How to lose a REST update
- I check out a resource about “John Smith” (as a web form or an XML document, for example), and correct the first name field to “Jon”.
- You check out the same resource, and correct the last name field to “Smyth”.
- I check in my changes.
- You check in your changes.
You have corrected the last name to “Smyth”, but have inadvertently overwritten my correction of the first name with the old value “John”, because you never saw my update.
Detection, not avoidance
Without exclusive locks, there’s no way to avoid this problem, but it is possible to detect it. What happens after detection depends on the application — if it’s interactive, for example, you might redisplay the form with both versions side by side. I don’t mean to diminish the difficulty of dealing with check-in conflicts and merges — it’s a brutally hard problem — but it’s one that you’ll have whenever you chose not to use exclusive resource locks (and even with resource locks, the problem still comes if someone’s lock expires or is overridden). Managing multi-user resource locks properly can require a lot of extra infrastructure, and they have all kinds of other problems (ask an enterprise developer about the stale lock problem), so there are often good reasons to avoid them.

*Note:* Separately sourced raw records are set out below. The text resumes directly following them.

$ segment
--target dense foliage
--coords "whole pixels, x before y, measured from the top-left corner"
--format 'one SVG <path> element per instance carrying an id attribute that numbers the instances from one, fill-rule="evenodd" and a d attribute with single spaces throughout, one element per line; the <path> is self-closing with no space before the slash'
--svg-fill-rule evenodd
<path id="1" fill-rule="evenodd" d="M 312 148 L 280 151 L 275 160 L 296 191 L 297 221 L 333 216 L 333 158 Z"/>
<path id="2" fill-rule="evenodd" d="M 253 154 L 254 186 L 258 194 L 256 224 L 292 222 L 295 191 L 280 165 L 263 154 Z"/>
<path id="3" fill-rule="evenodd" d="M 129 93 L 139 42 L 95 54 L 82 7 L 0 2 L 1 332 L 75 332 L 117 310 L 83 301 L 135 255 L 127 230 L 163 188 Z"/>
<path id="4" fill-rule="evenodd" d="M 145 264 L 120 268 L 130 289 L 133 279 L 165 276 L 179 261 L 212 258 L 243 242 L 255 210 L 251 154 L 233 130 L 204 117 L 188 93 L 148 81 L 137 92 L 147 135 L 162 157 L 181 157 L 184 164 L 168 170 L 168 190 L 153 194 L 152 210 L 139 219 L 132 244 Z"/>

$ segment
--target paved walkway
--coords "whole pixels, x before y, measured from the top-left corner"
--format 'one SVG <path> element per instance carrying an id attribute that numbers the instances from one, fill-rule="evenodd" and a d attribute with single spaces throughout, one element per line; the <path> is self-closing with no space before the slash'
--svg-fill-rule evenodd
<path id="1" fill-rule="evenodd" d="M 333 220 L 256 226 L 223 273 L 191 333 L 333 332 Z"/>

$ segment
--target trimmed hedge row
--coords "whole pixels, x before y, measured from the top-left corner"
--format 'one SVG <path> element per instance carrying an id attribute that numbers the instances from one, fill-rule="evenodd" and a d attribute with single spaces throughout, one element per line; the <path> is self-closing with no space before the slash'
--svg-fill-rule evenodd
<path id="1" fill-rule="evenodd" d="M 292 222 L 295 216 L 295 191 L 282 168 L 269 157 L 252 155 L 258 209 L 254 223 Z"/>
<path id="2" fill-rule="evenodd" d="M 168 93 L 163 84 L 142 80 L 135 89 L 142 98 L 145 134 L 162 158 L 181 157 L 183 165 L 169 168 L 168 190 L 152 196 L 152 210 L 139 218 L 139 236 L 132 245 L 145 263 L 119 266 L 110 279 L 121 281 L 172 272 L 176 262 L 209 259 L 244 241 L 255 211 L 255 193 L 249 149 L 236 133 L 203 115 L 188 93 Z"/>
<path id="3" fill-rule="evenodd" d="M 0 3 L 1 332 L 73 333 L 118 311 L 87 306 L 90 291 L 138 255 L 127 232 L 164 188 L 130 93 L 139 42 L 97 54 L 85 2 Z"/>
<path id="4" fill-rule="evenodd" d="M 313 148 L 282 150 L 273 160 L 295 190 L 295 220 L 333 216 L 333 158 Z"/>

State goes in the resource, not the HTTP header
Dare points to an old W3C doc that talks about doing lost-update detection using all kinds of HTTP-header magic, requiring built-in support in the client (such as a web browser). That doesn’t make sense to me. A better alternative is to include version information directly in the resource itself. For example, if I check out the record as XML, why not just send me something like this?
<record version="18"> <given-name>John</given-name> <family-name>Smith</family-name> </record>
If I check it out as an HTML form, my browser should get something like this:
<form method="post" action="/actions/update"> <div> <input type="hidden" name="version" value="18" /> Given name: <input name="given-name" value="John" /> Family name: <input name="family-name" value="Smith" /> <button>Save changes</button> </div> </form>
When you check out the resource, you’ll also get version 18. However, when I check in my changes (using PUT or POST), the server will bump the resource version to 19. When you try to check in your copy (still at version 18), the server will detect the conflict and reject the check-in. Again, what happens after that depends on your application.
The Sneakernet Test
I think that this is far better than the old W3C solution, because it (1) it’s already compatible with existing browsers, and (2) it passes what I call the Sneakernet Test — I can take a copy of the XML (or JSON, or CSV, or whatever) version of the resource to a machine that’s not connected to the net, edit it (say, on the plane), then check it back in from a different computer — I can copy it onto a USB stick, take it to the beach, edit it on my laptop, then take it back to work and check it back in — all the state is in the resource, not hidden away in cryptic HTTP headers.
By the way, if you don’t trust programmers to be honest when designing their clients, you can use a non-serial, pseudo-random version so that they can’t just guess the next version and avoid the merge problem, but serial version numbers should be fine most of the time.